Une tradition née en 1929

La caravane publicitaire n'est pas un simple gadget : elle est née en 1929 d'une nécessité économique, rappelle Wikipédia. Pour financer une course de plus en plus coûteuse, les organisateurs ont ouvert la route à des marques, qui paient pour défiler devant le public. Près d'un siècle plus tard, le cortège de chars décorés est devenu une institution, qui s'élance chaque jour devant le peloton.

Un défilé attendu

Avant le passage des coureurs, la caravane traverse les étapes : véhicules aux formes spectaculaires, musique à fond, hôtesses et animateurs lançant casquettes, porte-clés, échantillons et autres petits objets aux spectateurs massés sur les bas-côtés. Pour beaucoup de familles, en particulier dans les zones rurales, attraper un goody fait partie intégrante de la fête — au point que, pour certains, la caravane est l'attraction principale de la journée, avant même les cyclistes.

Une vitrine marketing

Pour les marques, la caravane est une vitrine sans équivalent : des millions de spectateurs massés gratuitement au bord des routes pendant des heures, et une exposition télévisée mondiale. La participation se paie cher et fait l'objet d'une logistique lourde — préparation des chars, équipes dédiées, sécurité —, le tout coordonné par l'organisateur de la course.

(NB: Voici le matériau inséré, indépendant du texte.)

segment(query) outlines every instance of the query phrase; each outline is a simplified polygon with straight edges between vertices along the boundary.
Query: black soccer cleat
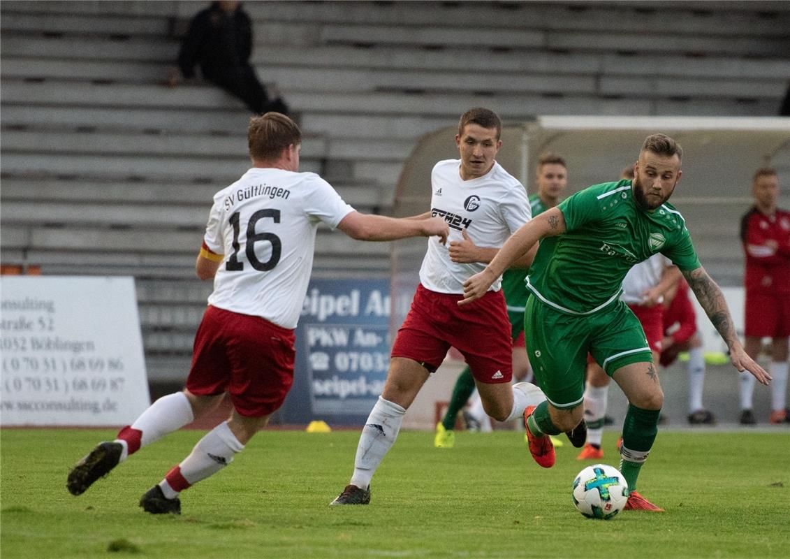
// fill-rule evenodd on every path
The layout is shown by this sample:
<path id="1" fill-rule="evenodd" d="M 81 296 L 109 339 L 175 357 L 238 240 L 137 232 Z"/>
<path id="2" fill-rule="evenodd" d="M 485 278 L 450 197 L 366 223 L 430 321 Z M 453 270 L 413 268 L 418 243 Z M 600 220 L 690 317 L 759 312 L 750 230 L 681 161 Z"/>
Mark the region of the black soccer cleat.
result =
<path id="1" fill-rule="evenodd" d="M 716 416 L 707 410 L 698 410 L 694 414 L 689 414 L 688 420 L 692 425 L 716 425 Z"/>
<path id="2" fill-rule="evenodd" d="M 179 497 L 168 499 L 159 485 L 154 485 L 143 493 L 140 497 L 140 506 L 152 515 L 181 514 L 181 500 Z"/>
<path id="3" fill-rule="evenodd" d="M 367 489 L 363 489 L 356 485 L 348 484 L 343 489 L 343 493 L 329 503 L 330 507 L 337 504 L 367 504 L 371 502 L 371 486 Z"/>
<path id="4" fill-rule="evenodd" d="M 123 445 L 103 442 L 96 445 L 87 456 L 77 463 L 66 482 L 72 495 L 81 495 L 94 482 L 110 473 L 121 459 Z"/>
<path id="5" fill-rule="evenodd" d="M 570 431 L 566 431 L 565 434 L 568 436 L 568 440 L 570 441 L 571 444 L 577 448 L 581 448 L 587 442 L 587 424 L 582 419 L 579 425 Z"/>
<path id="6" fill-rule="evenodd" d="M 754 425 L 757 423 L 757 420 L 754 419 L 754 414 L 751 410 L 744 410 L 742 411 L 739 421 L 742 425 Z"/>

Une institution qui se met au vert

Comme le reste de l'événement, la caravane est appelée à évoluer face aux enjeux environnementaux : davantage de véhicules électriques ou hybrides, et des objets distribués moins jetables. La tradition perdure, mais cherche à réduire son empreinte. Quand elle passera cet été sur les routes de France, elle restera, pour des générations de spectateurs, le signal joyeux que le Tour — et l'été — sont bien là.